# slide in range and downdraft ventilation system



## hardwareman (Oct 9, 2010)

lauriel said:


> we bought a slide in range and a separate downdraft system. We couldn't install until the granite was complete and now we're told that slide in ranges are not designed to work with a separate downdraft system as the back of the range exceeds the stovetop glass which is supposed to sit on the lip of the downdraft.. They are both Kitchen Aid and were purchased at the same dealer. We're sick about this as our whole kitchen is designed with these applicance dimensions. Is it true that these two are not designed to work together?

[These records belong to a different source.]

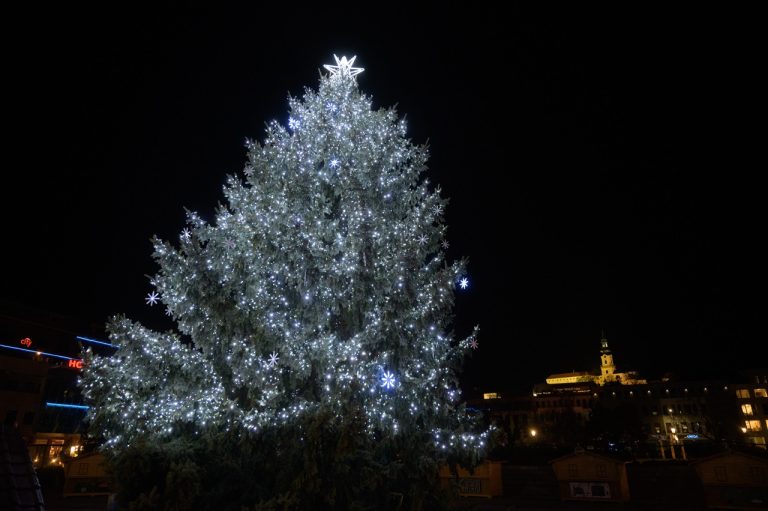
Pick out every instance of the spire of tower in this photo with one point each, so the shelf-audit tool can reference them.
(604, 343)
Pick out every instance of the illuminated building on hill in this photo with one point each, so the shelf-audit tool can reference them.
(607, 372)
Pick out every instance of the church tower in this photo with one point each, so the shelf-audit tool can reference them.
(607, 368)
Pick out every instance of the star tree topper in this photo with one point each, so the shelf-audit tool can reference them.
(343, 67)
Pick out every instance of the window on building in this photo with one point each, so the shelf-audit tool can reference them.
(721, 474)
(602, 470)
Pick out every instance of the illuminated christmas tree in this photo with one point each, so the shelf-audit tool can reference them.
(317, 305)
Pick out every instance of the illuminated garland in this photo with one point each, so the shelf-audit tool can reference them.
(321, 282)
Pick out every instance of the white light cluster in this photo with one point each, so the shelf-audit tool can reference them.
(325, 266)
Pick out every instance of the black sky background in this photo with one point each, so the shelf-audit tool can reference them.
(596, 160)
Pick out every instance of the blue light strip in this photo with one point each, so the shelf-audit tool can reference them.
(37, 352)
(65, 405)
(95, 341)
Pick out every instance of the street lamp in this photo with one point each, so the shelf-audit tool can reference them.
(673, 439)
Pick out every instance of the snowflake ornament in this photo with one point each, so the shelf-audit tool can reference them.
(388, 380)
(152, 298)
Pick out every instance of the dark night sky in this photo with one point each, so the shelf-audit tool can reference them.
(595, 161)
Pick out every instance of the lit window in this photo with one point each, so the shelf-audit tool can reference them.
(602, 470)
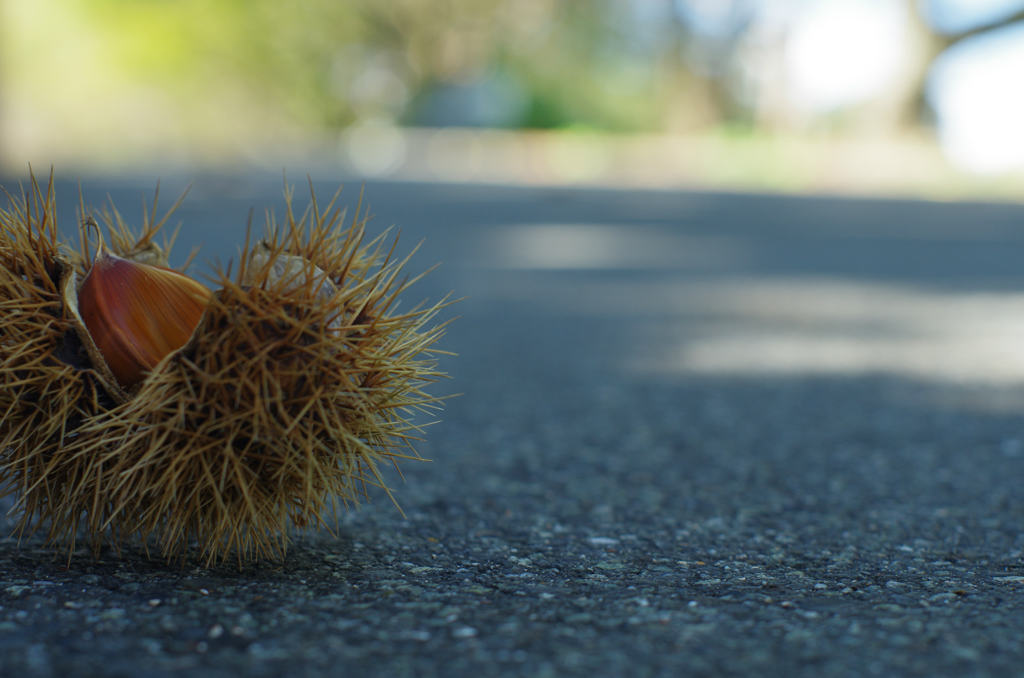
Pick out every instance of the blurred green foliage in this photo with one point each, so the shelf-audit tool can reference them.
(329, 62)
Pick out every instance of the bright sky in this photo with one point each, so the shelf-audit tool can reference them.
(975, 87)
(842, 52)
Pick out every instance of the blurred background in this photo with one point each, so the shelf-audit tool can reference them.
(879, 96)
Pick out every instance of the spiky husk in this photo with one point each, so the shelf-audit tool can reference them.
(300, 380)
(43, 395)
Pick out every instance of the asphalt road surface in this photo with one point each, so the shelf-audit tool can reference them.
(700, 434)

kind of confused as to what you are asking, I assume this down draft is the retractable unit that mounts behind the cooktop surface. if so that is what they are built for, they are built for cooktops and slide in ranges, but the stove top glass is not supposed to sit on the lip of the vent they are supposed to sit flush with one another. Maybe I am not reading your post correctly. Can you list the models of the 2 units in question.
me thinks some body screwed up and doesn't want to own up to it.


----------



## Jacques (Jul 9, 2008)

i'm guessing you're saying; the counter tops are extra deep to accomodate both units, but the back of the range[below the top] juts out so that you now have a space between the snorkle and cooktop??? if soo-wow! yeah you've got a problem..that slide in probably also has venting cutouts for air which would be blocked by the downdraft..you're stuck for the countertop so i would eliminate the downdraft[if range is gas-when those type snorkels are on they rob the flame] have countertop guys make you a filler for back part where you have the space between end of cooktop and wall. then, if possible, install some type of hood exhaust. or, return both and buy a range with built in downdraft..still need filler strip..IF counter top is standard and range will fit space ok-i would just eliminate the snorkle-they're neat but you won't-in the long run be happy with it--i have one, behind a 36"gas cooktop, and wish i'd put a hood in when i did my remodel..


----------